Discipline is a trait that both leaders and employees need to possess. You can develop your discipline in a number of ways, such as by meeting work deadlines, sticking to your work commitments, and showing up at the office on time for work. To be a leader means being responsible for others as well as yourself. Asking to receive more responsibilities at work is a great way of preparing yourself for the increased sense of responsibility that you will have once you become a leader.

Also, by showing your ability to take on more responsibility, you can convince your employers that you would be a suitable choice for future job promotions. Sometimes, it is wise to listen to other people as a means of learning new things and improving the work environment.

A good leader is open to hearing feedback, criticism, and suggestions from their team members. This helps them to learn from their past errors. To be a good leader, you will need to start looking at the bigger picture. Think of the potential problems that could arise in different situations, and develop solutions to combat them in the case that they occur. Do your best to motivate and encourage teammates to succeed. This could be done by complimenting them on a job well done, and by providing them with encouragement and guidance whenever necessary.
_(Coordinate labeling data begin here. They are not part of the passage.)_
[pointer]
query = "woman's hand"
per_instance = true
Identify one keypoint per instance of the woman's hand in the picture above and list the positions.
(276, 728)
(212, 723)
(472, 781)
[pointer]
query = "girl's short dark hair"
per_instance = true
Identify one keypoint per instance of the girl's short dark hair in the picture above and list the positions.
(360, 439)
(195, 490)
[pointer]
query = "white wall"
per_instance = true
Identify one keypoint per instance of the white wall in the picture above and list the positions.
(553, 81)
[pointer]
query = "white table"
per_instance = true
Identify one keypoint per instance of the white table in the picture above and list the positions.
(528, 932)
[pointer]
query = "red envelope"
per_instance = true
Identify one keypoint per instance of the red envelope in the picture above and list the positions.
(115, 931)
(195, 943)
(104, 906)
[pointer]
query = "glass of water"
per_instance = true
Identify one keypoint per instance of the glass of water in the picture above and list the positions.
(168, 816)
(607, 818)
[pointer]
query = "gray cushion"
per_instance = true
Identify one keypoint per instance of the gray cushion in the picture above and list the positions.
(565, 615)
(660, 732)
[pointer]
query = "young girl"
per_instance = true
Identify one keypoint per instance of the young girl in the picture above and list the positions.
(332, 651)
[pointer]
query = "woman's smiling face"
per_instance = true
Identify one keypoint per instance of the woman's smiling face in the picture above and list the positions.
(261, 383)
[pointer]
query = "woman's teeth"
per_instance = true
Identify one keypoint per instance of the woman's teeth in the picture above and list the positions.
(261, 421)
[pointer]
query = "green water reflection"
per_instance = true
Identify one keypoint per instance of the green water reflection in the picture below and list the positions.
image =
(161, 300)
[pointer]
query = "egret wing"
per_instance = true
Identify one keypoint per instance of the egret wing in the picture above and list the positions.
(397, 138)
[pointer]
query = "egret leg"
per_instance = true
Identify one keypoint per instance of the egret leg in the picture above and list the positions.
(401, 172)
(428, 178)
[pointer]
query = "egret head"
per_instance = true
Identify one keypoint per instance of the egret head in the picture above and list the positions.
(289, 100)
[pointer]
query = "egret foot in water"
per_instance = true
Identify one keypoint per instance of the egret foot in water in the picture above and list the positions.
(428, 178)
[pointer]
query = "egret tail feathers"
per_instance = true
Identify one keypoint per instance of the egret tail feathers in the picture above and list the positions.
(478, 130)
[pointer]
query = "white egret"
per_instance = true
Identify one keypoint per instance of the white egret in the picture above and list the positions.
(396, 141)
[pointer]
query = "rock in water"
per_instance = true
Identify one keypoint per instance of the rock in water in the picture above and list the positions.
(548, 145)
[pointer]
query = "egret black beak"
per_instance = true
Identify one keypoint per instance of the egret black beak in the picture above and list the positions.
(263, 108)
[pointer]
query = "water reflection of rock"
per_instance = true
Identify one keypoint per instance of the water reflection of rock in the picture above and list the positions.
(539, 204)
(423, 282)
The more you learn about new things, the better you can prepare for tackling new challenges that come your way in the future. Delegate some tasks to other people on your team. Not only will it be beneficial to give tasks to people who specialize in them, but it also helps to alleviate pressure from yourself. As a leader, it is important to remember that your team members will not get along all of the time. Be prepared to speak to team members privately in order to help resolve their problems.

Also, consider assigning team members to other roles if you cannot manage to resolve the conflict. Write down all of your work experiences so that you can reflect on them later. This will allow you to track your accomplishments as well as your failures. By doing so, you can determine which areas you are performing well in as well as where you need to improve.

In order to be enthusiastic about your leadership position, you will have to be passionate about what you do.